Hello,
I am analyzing an RNA-seq dataset generated by a previous lab member and I have a question regarding DESeq design for a time-series analysis. The data was generated from a drug treatment performed in vitro (same cell line for all samples) and I have the following samples to work with:
0h - No treatment, a single set of duplicate samples collected 2 days - duplicates collected for drug treatment and DMSO control 10 days - duplicates collected for drug treatment and DMSO control 42 days - duplicates collected for drug treatment and DMSO control
My goal with the analysis is two-fold. First, I want to identify genes that are differentially expressed between drug treatment vs. control at each time point. For this, I plan to analyze only the 2d, 10d, and 42d time points using a design of ~ condition + time + condition:time
and performing the analysis similar to res <- results(dds, name="condX.time10h", test="Wald")
for each time point (DESeq2 analysis for RNAseq data at different time points and different conditions).
Second, I want to identify genes that exhibit a different expression pattern over time for the two treatment groups (ie. starting at the reference level of 0h, gene A's expression increases over time in the drug treatment condition while it remains constant in the DMSO condition).

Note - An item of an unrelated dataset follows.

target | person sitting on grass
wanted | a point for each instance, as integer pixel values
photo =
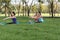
(38, 18)
(13, 17)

My question is with regards to how the second analysis should be performed. It seems it would have been ideal to collect separate duplicates at the 0h time point, one for the DMSO condition and one for the drug treatment condition and then a design of ~ condition + time + condition:time
would be used for the full model and a design of ~ condition + time
would be used for the reduced model and a LRT would be performed. However, I was hoping to still include the 0h time point as a reference level if at all possible. As it stands now, in my sampleTable I have a condition column with three conditions: NoTreatment (assigned only to the 0h duplicates), DMSO, and drug and I have a time column with four time points: 0h, 48h, 240h, 1008h.
When I attempted to construct the DESeqDataSet with the following design:
dds_time_course <- DESeqDataSetFromTximport(txi, colData = sampleTable, design = ~ condition + time + condition:time)
I received the following error:
Error in checkFullRank(modelMatrix) :
the model matrix is not full rank, so the model cannot be fit as specified.
Levels or combinations of levels without any samples have resulted in
column(s) of zeros in the model matrix.
Please read the vignette section 'Model matrix not full rank':
vignette('DESeq2')
I read through the vignette but was not sure how to appropriately design the DESeq analysis given that I only have one set of duplicates for the 0h time point. I apologize if a similar question has been answered elsewhere and I greatly appreciate any help!
I just wanted to provide an update that for the analysis towards my first goal, I modified the approach to use a design of
condition + time
only and then generated DE results for each time point in the following way:I believe the original approach I described using
~ condition + time + condition:time
andres <- results(dds, name="condX.time10h", test="Wald")
is helpful to control for differences that existed for treatment vs. control at time 0h, but I only have one set of duplicates at time 0h. I hope this makes sense and if this does not seem like the proper way to achieve my first analysis goal, I really appreciate suggestions!